PostAuthor: Anthea » Sat Dec 26, 2020 1:10 am

Young Yazidi survivors of ISIS
want to go back to school


Young people who survived Islamic State (ISIS) captivity say they have not been able to resume their formal education for years while living at camps for the internally displaced in the Kurdistan Region

Malik Maraan, a 13-year-old Yazidi, wants to be a dentist when he grows up. But like thousands of other Yazidis, he was taken captive by ISIS in 2014 with his family when he was in the second grade.

Malik now lives in Rwanga camp in Duhok province with his cousin. The rest of his family has been missing since they were kidnapped from the the village of Kocho in Nineveh province, he said while appearing on Rudaw’s Berpirsiyar program.

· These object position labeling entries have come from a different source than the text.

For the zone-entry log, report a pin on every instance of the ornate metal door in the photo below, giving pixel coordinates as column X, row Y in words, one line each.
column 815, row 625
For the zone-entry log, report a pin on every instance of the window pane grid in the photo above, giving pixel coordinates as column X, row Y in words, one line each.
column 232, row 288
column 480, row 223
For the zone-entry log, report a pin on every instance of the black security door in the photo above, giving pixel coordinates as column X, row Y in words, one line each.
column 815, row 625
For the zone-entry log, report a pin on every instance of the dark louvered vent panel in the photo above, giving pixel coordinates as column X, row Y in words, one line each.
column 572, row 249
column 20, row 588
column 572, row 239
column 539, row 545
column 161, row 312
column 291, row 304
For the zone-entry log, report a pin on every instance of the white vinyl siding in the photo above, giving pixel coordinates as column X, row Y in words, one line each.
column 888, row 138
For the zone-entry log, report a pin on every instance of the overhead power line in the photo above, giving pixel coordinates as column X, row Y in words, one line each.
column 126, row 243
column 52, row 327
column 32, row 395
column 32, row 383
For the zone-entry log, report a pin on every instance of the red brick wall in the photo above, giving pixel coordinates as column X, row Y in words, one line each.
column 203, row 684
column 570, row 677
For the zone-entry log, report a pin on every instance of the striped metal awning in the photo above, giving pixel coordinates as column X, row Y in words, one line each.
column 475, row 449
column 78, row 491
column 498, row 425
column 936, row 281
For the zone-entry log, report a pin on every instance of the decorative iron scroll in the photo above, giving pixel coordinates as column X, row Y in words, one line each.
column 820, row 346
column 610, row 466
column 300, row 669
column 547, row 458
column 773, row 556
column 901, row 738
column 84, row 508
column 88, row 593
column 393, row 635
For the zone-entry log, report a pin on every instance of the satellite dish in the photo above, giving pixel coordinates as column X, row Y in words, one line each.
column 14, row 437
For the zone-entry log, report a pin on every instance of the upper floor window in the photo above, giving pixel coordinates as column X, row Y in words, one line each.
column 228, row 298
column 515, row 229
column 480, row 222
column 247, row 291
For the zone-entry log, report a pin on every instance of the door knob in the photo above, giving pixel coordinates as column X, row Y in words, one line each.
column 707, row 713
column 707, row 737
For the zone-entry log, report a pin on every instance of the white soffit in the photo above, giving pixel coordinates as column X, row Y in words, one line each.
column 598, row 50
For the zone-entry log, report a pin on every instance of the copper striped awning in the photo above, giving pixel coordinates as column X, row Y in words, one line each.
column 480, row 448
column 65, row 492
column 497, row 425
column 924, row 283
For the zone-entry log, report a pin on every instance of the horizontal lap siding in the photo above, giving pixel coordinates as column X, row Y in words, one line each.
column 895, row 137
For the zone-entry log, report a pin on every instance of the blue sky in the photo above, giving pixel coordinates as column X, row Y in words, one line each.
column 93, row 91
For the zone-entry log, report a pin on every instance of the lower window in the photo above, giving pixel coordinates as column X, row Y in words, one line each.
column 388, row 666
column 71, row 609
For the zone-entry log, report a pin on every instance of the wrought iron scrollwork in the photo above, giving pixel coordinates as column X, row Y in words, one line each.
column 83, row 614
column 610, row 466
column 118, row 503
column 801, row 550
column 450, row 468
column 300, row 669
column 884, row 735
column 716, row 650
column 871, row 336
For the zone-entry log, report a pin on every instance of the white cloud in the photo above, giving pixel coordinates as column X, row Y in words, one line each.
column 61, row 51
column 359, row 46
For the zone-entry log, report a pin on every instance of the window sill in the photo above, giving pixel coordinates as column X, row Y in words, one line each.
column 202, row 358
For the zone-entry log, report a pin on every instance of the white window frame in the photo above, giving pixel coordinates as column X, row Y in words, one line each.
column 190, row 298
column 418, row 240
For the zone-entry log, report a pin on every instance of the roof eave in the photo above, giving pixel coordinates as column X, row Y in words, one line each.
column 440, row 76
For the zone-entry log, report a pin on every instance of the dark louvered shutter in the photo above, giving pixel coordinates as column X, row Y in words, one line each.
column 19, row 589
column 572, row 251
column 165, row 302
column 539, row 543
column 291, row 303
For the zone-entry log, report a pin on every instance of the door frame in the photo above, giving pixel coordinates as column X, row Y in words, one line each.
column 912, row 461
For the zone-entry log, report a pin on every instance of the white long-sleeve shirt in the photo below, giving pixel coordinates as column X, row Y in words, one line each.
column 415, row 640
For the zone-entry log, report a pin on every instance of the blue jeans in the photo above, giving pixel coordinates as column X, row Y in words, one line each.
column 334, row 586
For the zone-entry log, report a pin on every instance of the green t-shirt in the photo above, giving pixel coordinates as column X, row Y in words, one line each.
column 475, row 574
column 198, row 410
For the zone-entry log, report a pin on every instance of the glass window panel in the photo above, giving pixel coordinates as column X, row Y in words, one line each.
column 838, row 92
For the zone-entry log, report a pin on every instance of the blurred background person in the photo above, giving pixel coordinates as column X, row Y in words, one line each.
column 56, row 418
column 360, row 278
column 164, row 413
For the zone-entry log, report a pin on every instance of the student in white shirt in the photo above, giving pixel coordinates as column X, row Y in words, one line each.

“I wanted to go back to school with my friends, but they told me that I have grown up and cannot return,” Malik told Berpirsiyar host Shahyan Tahseen on Thursday.

Shirin Ibrahim, now 20 years old, was in the eighth grade when she was taken captive by ISIS. She said she has missed out on a formal education ever since.

“I tried several times to return to school, but the education directorate rejected my requests,” Shirin said.

The spokesperson for Iraq’s Ministry of Education put accelerated learning forward as a solution to the plight of young Yazidis missing out on a formal education.

“The accelerated learning method serves people like Malik, as they will be able to catch up with their peers,” spokesperson Haidar Faruq told Rudaw.

“If he goes back to second grade at the age of 13, he won’t graduate from primary school until the age of 17. But with accelerated learning, he will be able to finish two or even three grades in a shorter period of time.”

The education ministry has paired up with global humanitarian organization Mercy Corps in a program called “Your right is in education”, to help students like Malik catch up on missed schooling, Faruq said.

“The aim of this program is to make education accessible to places struck by poverty, or post-conflict areas,” he added.